I’m so tired.
Who do I have to impress? My husband? He doesn’t care. He wants a robot that he can fuck. That’s it. A slave to do his laundry and fix meals and will put out to shut him up.
My kids don’t care what I look like or what I say or how I feel, even. Sometimes they are brilliantly wonderful and I do admit they are the reason I live. But seriously. Why try.
There is an empty dishwasher OPENED FOR ALL TO SEE but the dirty plates get placed in the sink. Not even rinsed.
I specifically purchased everyone dividing laundry baskets. To help them I even labeled each of the three bins: White, Colors, Darks. They throw all of the clothes together.
I put out carpet cleaner on the floor, like, sprinkle it all over so the twins know it’s time to vacuum. I tell them it’s time to vacuum. Somehow, between Adventure Time and The Big Bang Theory there’s just not enough time to do it. But it’s okay to walk barefoot on chemicals and grind it into the new carpet we just put in three months ago.
I just want a day where I can sleep all day long.
“You don’t do anything by laze around the house. You don’t have a job.”

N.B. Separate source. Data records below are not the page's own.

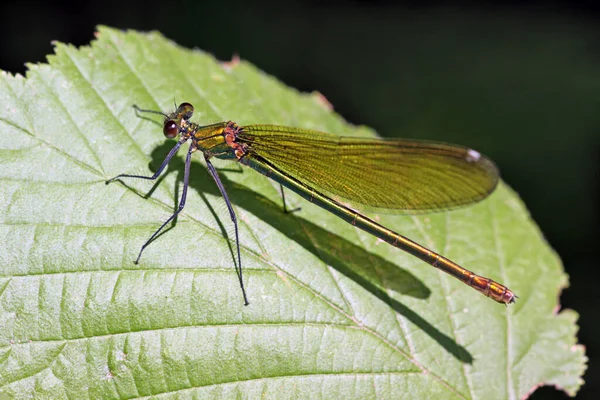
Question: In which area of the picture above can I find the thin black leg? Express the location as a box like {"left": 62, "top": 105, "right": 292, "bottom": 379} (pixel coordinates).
{"left": 204, "top": 154, "right": 250, "bottom": 306}
{"left": 133, "top": 104, "right": 168, "bottom": 118}
{"left": 133, "top": 145, "right": 193, "bottom": 264}
{"left": 105, "top": 138, "right": 185, "bottom": 184}
{"left": 280, "top": 184, "right": 301, "bottom": 214}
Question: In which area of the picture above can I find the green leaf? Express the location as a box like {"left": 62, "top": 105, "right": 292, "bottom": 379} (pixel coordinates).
{"left": 0, "top": 26, "right": 586, "bottom": 399}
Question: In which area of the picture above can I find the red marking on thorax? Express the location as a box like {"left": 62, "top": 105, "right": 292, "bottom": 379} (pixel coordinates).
{"left": 224, "top": 122, "right": 247, "bottom": 159}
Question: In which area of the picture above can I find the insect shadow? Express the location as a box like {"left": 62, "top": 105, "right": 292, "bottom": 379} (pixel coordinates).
{"left": 135, "top": 140, "right": 473, "bottom": 364}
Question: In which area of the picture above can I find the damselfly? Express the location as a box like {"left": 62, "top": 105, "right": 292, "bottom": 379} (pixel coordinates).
{"left": 106, "top": 102, "right": 516, "bottom": 306}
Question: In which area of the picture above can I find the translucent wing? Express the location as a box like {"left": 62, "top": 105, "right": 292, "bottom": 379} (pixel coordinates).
{"left": 238, "top": 125, "right": 499, "bottom": 213}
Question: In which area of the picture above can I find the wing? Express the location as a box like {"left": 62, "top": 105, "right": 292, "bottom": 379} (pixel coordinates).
{"left": 238, "top": 125, "right": 499, "bottom": 213}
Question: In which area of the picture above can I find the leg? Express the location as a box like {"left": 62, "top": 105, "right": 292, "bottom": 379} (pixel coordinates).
{"left": 280, "top": 184, "right": 301, "bottom": 214}
{"left": 105, "top": 138, "right": 185, "bottom": 184}
{"left": 204, "top": 154, "right": 250, "bottom": 306}
{"left": 134, "top": 144, "right": 193, "bottom": 264}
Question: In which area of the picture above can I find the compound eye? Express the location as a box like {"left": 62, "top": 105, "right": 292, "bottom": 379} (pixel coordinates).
{"left": 178, "top": 102, "right": 194, "bottom": 120}
{"left": 163, "top": 120, "right": 179, "bottom": 139}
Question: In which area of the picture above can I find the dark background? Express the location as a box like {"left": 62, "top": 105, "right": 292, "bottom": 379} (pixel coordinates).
{"left": 1, "top": 0, "right": 597, "bottom": 398}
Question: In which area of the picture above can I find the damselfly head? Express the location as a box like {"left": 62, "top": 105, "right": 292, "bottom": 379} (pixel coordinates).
{"left": 161, "top": 103, "right": 195, "bottom": 139}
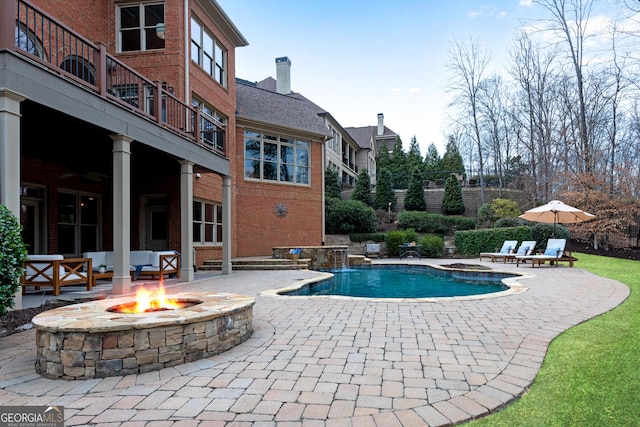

Fuck you. I take care of a special needs kid that you can’t handle. << what I yell at the people who try to “inspire me to do more”.
I bake cupcakes and planted a garden. I have two cats that bring me the dead mice. Why? They love me… I feed them. I get more affection from these cats than my own family.
Maybe one day this blog will get better, but for today, nope. I am off to sleep. Hopefully for a week.